Bryan—Papa Alfin—menyimpan sendok di atas piring lalu menatap putranya.

"Fin, sepertinya ki—"

"Nggak!" Alfin berhenti makan, matanya menatap tajam sang Papa. "Alfin nggak mau pindah-pindah lagi. Cukup waktu Alfin SMP dan awal masuk SMA. Kesananya Alfin nggak mau pindah sekolah, rumah, apalagi pindahnya ke luar negeri."

"Kalau nggak gitu, kamu bisa ter—"

"Terancam?" Alfin mendengus sembari tersenyum sinis. "Alfin nggak peduli. Papa ini pengecut, bisanya lari dari masalah. Alfin nggak peduli hal apa aja yang akan membahayakan Alfin. Pokoknya Alfin nggak mau pindah-pindahan lagi!"

Kunci mobil yang sempat disimpan di meja makan disambar Alfin. Meraih tas gendongnya lalu melenggang pergi. Ia muak dengan urusan seperti ini.

"Alfin!" panggil Bryan.

Tetapi Alfin menulikan telinga nya. Ia tidak ingin pergi untuk kedua kalinya meninggalkan orang yang saat ini tersemat dihatinya.

***

Dicuaca yang begitu terik, kelas X IPA 1 tengah melaksanakan mata pelajaran olahraga. Sebagian dari mereka berteduh dipohon rindang pinggir lapang. Sebagian lagi terutama anak cowok sedang asyik bermain futsal.

Pak Edi—guru olahraga, tidak hadir tapi tetap memerintahkan murid-muridnya untuk berolahraga. Katanya kalau tidak olahraga Pak Edi takut kelas X IPA 1 membuat ulah. Dan beliau akan terkena imbasnya.

"Dif, panas banget sumpah," rengek Kalea sambil mengusap keringat yang mengucur dipelipisnya. "Pengin minum, haus."

"Yaudah, ayo ke kantin," ajak Aldifa, bangkit dari duduknya.

"Nggak mau. Lo aja, gue mager," balas Kalea, cengengesan.

Aldifa memutar bola mata malas. Kebiasan. Kalau sudah terik begini Kalea banyak maunya tapi yang dikerjakan nggak ada. Alesannya satu, mager.

"Hem," Aldifa berdehem malas, lalu melangkah menuju kantin di lantai dua.

"Minuman berasa, Dif, yang dingin kayak dia—eh."

"Bucin dasar," cibir teman sekelasnya sambil terkekeh.

Kalea nyengir, ia kembali nimbrung dengan teman-temannya. Apalagi hal yang paling khas bagi cewek selain membicarakan hal-hal yang menarik di SMA Pelita Bangsa.

Ditempat lain, Aldifa yang baru saja memasuki kantin langsung mendekati freezer untuk mengambil satu air mineral dan air berasa rasa jambu kesukaan Kalea. Setelah itu membayarnya.

Aldifa memilih duduk di meja dekat dengan jendela kantin. Air mineral yang baru saja dibeli, tutupnya segera ia buka. Tinggal sedetik lagi air dingin itu masuk ke dalam tenggorokannya yang kering tapi seseorang merebutnya.

"Si—" umpatan yang hendak keluar dari mulutnya mendadak berhenti. Matanya mengerjap menatap seseorang yang berdiri di depannya.

Senyuman yang diberikan cowok itu menyayat hati Aldifa. Memorinya kembali terlempar pada beberapa hari yang lalu. Rasa senang, bahagia, kecewa semua menjadi satu. Ia ingin memeluknya, melepaskan rindu yang kian menggebu.

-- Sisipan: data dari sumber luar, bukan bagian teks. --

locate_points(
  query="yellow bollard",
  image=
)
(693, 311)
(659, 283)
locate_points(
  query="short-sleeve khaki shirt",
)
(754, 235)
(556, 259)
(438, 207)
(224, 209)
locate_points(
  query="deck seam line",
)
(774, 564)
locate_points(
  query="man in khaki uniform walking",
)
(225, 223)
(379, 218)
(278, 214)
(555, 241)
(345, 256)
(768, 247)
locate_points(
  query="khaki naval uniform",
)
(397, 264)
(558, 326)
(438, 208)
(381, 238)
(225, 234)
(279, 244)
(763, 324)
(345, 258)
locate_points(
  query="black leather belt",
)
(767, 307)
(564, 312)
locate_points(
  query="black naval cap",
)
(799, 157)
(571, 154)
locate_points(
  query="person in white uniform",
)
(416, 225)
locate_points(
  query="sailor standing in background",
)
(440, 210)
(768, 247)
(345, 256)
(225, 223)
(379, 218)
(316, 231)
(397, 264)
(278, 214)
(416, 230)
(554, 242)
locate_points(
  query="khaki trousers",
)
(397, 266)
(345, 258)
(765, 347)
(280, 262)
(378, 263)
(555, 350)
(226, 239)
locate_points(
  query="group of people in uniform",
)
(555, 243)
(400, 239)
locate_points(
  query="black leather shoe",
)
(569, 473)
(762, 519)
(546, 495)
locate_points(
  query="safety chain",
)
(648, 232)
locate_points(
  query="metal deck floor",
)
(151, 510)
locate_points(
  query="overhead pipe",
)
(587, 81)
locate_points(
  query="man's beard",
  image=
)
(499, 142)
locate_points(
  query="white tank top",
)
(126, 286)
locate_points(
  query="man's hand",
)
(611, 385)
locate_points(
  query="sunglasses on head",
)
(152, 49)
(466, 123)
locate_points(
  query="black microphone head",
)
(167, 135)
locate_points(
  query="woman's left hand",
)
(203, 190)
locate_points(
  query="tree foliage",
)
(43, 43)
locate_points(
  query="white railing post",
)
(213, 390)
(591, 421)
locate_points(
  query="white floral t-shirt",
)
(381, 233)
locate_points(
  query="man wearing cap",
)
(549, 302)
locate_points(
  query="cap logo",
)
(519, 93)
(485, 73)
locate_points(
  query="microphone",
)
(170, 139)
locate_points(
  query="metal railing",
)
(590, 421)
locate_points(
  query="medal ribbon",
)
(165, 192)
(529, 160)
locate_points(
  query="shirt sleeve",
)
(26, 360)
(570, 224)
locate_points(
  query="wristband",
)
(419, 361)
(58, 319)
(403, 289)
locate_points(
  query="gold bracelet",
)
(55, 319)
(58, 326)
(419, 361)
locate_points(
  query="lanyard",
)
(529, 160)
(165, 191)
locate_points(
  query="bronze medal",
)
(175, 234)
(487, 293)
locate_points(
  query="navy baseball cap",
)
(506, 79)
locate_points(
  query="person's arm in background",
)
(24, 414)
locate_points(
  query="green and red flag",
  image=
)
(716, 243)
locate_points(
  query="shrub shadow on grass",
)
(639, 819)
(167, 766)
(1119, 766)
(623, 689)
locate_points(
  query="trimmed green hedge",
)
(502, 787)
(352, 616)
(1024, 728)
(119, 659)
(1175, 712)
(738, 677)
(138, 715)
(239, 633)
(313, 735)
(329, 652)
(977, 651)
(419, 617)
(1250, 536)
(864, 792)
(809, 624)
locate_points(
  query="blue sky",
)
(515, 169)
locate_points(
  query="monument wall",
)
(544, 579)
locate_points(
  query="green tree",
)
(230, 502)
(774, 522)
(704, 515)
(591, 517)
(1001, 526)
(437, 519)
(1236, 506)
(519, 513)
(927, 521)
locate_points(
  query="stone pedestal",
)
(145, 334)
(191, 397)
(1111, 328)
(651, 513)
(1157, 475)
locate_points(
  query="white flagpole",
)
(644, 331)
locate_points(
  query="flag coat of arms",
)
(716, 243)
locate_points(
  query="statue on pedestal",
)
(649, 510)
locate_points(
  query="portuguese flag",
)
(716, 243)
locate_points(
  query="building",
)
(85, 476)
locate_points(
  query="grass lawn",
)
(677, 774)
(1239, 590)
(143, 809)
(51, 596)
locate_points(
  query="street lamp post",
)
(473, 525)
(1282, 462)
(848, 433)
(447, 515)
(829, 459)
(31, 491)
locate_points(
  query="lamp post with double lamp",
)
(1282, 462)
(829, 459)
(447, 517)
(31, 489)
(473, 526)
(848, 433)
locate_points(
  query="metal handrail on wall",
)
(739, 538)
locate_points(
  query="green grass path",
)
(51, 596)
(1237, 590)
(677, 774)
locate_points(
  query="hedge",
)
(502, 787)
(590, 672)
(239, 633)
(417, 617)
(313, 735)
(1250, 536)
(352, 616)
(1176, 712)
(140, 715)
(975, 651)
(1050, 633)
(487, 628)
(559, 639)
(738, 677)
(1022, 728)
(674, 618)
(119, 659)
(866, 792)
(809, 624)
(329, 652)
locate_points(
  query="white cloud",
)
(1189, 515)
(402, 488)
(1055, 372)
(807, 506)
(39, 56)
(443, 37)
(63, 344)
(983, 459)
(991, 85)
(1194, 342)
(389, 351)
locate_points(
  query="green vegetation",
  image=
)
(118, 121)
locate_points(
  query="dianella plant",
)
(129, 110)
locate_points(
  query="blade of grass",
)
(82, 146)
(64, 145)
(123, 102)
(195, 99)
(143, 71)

"Nggak boleh ngumpat," peringatnya. "Dan, kalau habis olahraga itu nggak boleh minum yang dingin-dingin, nggak baik buat kesehatan. Apalagi cuacanya panas gini. Lo nggak boleh sakit."

Cowok itu mengambil duduk berhadapan dengan Aldifa. Tangannya menyodorkan air mineral pada Aldifa tapi tidak dingin.

"Ini lebih baik buat lo," katanya, tersenyum tulus.

Aldifa masih diam. Waktu seakan-akan berhenti bergerak. Dunia seakan-akan berhenti berputar. Ia ingin menangis sekarang juga tapi entah apa yang membuatnya menangis. Semuanya begitu tiba-tiba.

"Gue bukain ya tutupnya," cowok itu mengambil botol yang belum disentuh oleh Aldifa sama sekali. Lalu membuka tutupnya agar Aldifa hanya tinggal meneguk saja.

"Nih,"

"Ngapain lo disini?" bukannya meminum atau setidaknya mengucapkan terimakasih, Aldifa malah melontarkan pertanyaan.

"Oh, kelas gue lagi nggak ada guru jadi gue ke sini. Kebetul—"

"Bukan itu," Aldifa menggeleng pelan. "Menurut gue, untuk orang kayak lo yang paling pinter di sekolah ini pasti bisa mengartikan pertanyaan gue."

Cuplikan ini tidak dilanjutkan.